10 Indicators of a Human Fingerprint on Climate Change
Posted on 30 July 2010 by John Cook
The NOAA State of the Climate 2009 report is an excellent summary of the many lines of evidence that global warming is happening. Acknowledging the fact that the planet is warming leads to the all important question - what's causing global warming? To answer this, here is a summary of the empirical evidence that answer this question. Many different observations find a distinct human fingerprint on climate change:
To get a closer look, click on the pic above to get a high-rez 1024x768 version (you're all welcome to use this graphic in your Powerpoint presentations). Or to dig even deeper, here's more info on each indicator (including links to the original data or peer-reviewed research):
- Humans are currently emitting around 30 billion tonnes of CO2 into the atmosphere every year (CDIAC). Of course, it could be coincidence that CO2 levels are rising so sharply at the same time so let's look at more evidence that we're responsible for the rise in CO2 levels.
- When we measure the type of carbon accumulating in the atmosphere, we observe more of the type of carbon that comes from fossil fuels (Manning 2006).
- This is corroborated by measurements of oxygen in the atmosphere. Oxygen levels are falling in line with the amount of carbon dioxide rising, just as you'd expect from fossil fuel burning which takes oxygen out of the air to create carbon dioxide (Manning 2006).
- Further independent evidence that humans are raising CO2 levels comes from measurements of carbon found in coral records going back several centuries. These find a recent sharp rise in the type of carbon that comes from fossil fuels (Pelejero 2005).
- So we know humans are raising CO2 levels. What's the effect? Satellites measure less heat escaping out to space, at the particular wavelengths that CO2 absorbs heat, thus finding "direct experimental evidence for a significant increase in the Earth's greenhouse effect". (Harries 2001, Griggs 2004, Chen 2007).
- If less heat is escaping to space, where is it going? Back to the Earth's surface. Surface measurements confirm this, observing more downward infrared radiation (Philipona 2004, Wang 2009). A closer look at the downward radiation finds more heat returning at CO2 wavelengths, leading to the conclusion that "this experimental data should effectively end the argument by skeptics that no experimental evidence exists for the connection between greenhouse gas increases in the atmosphere and global warming." (Evans 2006).

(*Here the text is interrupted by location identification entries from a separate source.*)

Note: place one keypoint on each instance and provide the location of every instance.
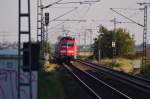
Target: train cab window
(70, 44)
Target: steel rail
(124, 96)
(90, 89)
(137, 82)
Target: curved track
(135, 87)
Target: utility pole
(144, 29)
(114, 41)
(144, 56)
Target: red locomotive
(66, 49)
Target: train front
(68, 49)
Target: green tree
(124, 42)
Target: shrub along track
(97, 89)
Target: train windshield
(68, 44)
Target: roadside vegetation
(124, 55)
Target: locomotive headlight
(63, 51)
(70, 51)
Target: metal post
(99, 49)
(114, 41)
(144, 37)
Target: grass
(50, 85)
(120, 64)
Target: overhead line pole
(144, 56)
(127, 17)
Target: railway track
(134, 87)
(96, 87)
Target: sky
(95, 14)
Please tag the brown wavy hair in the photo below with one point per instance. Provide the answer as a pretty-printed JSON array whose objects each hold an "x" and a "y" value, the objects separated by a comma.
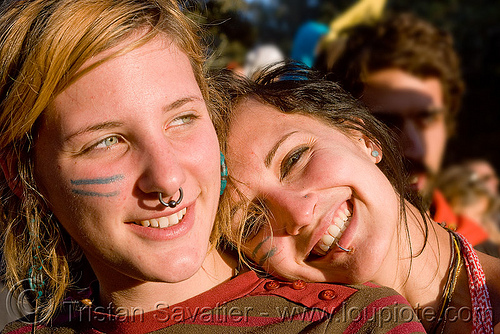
[
  {"x": 398, "y": 40},
  {"x": 43, "y": 44}
]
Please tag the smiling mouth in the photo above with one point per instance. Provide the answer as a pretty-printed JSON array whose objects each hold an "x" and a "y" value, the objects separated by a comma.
[
  {"x": 163, "y": 222},
  {"x": 341, "y": 221}
]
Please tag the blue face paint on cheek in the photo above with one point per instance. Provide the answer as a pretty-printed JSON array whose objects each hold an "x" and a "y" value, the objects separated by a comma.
[
  {"x": 103, "y": 180},
  {"x": 96, "y": 181}
]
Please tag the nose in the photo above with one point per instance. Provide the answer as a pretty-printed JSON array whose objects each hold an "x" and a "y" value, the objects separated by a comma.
[
  {"x": 412, "y": 141},
  {"x": 162, "y": 171},
  {"x": 293, "y": 210}
]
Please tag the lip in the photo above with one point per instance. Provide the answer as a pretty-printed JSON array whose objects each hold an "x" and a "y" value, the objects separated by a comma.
[
  {"x": 325, "y": 223},
  {"x": 167, "y": 233}
]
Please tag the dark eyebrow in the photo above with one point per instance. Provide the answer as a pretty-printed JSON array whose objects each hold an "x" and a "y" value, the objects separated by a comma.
[{"x": 270, "y": 156}]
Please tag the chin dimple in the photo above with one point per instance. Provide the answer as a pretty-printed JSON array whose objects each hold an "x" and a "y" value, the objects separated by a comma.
[
  {"x": 163, "y": 222},
  {"x": 334, "y": 232}
]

- If an increased greenhouse effect is causing global warming, we should see certain patterns in the warming. For example, the planet should warm faster at night than during the day. This is indeed being observed (Braganza 2004, Alexander 2006).

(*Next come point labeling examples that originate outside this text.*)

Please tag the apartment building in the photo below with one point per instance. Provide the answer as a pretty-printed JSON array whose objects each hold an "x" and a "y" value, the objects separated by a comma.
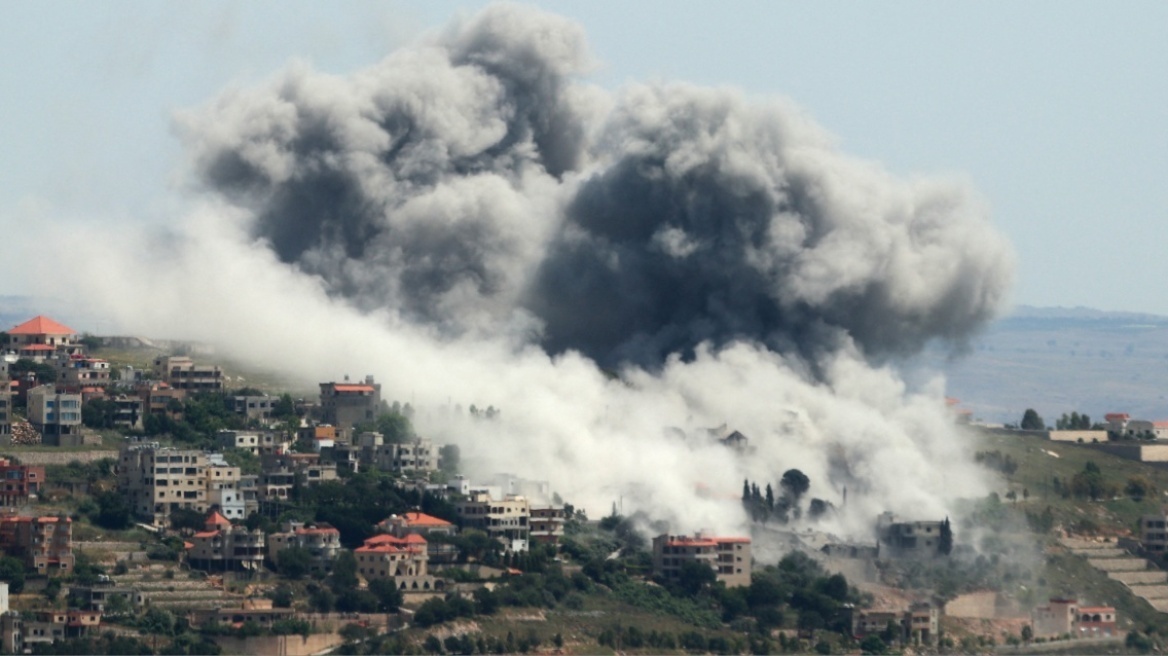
[
  {"x": 321, "y": 541},
  {"x": 20, "y": 483},
  {"x": 54, "y": 413},
  {"x": 158, "y": 480},
  {"x": 182, "y": 374},
  {"x": 547, "y": 524},
  {"x": 506, "y": 520},
  {"x": 77, "y": 370},
  {"x": 224, "y": 546},
  {"x": 403, "y": 560},
  {"x": 729, "y": 557},
  {"x": 43, "y": 543},
  {"x": 425, "y": 525},
  {"x": 5, "y": 410},
  {"x": 347, "y": 404}
]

- Another distinctive pattern of greenhouse warming is cooling in the upper atmosphere, otherwise known as the stratosphere. This is exactly what's happening (Jones 2003).
- With the lower atmosphere (the troposphere) warming and the upper atmosphere (the stratosphere) cooling, another consequence is the boundary between the troposphere and stratosphere, otherwise known as the tropopause, should rise as a consequence of greenhouse warming. This has been observed (Santer 2003).
- An even higher layer of the atmosphere, the ionosphere, is expected to cool and contract in response to greenhouse warming. This has been observed by satellites (Laštovička 2006).
Science isn't a house of cards, ready to topple if you remove one line of evidence. Instead, it's like a jigsaw puzzle. As the body of evidence builds, we get a clearer picture of what's driving our climate. We now have many lines of evidence all pointing to a single, consistent answer - the main driver of global warming is rising carbon dioxide levels from our fossil fuel burning.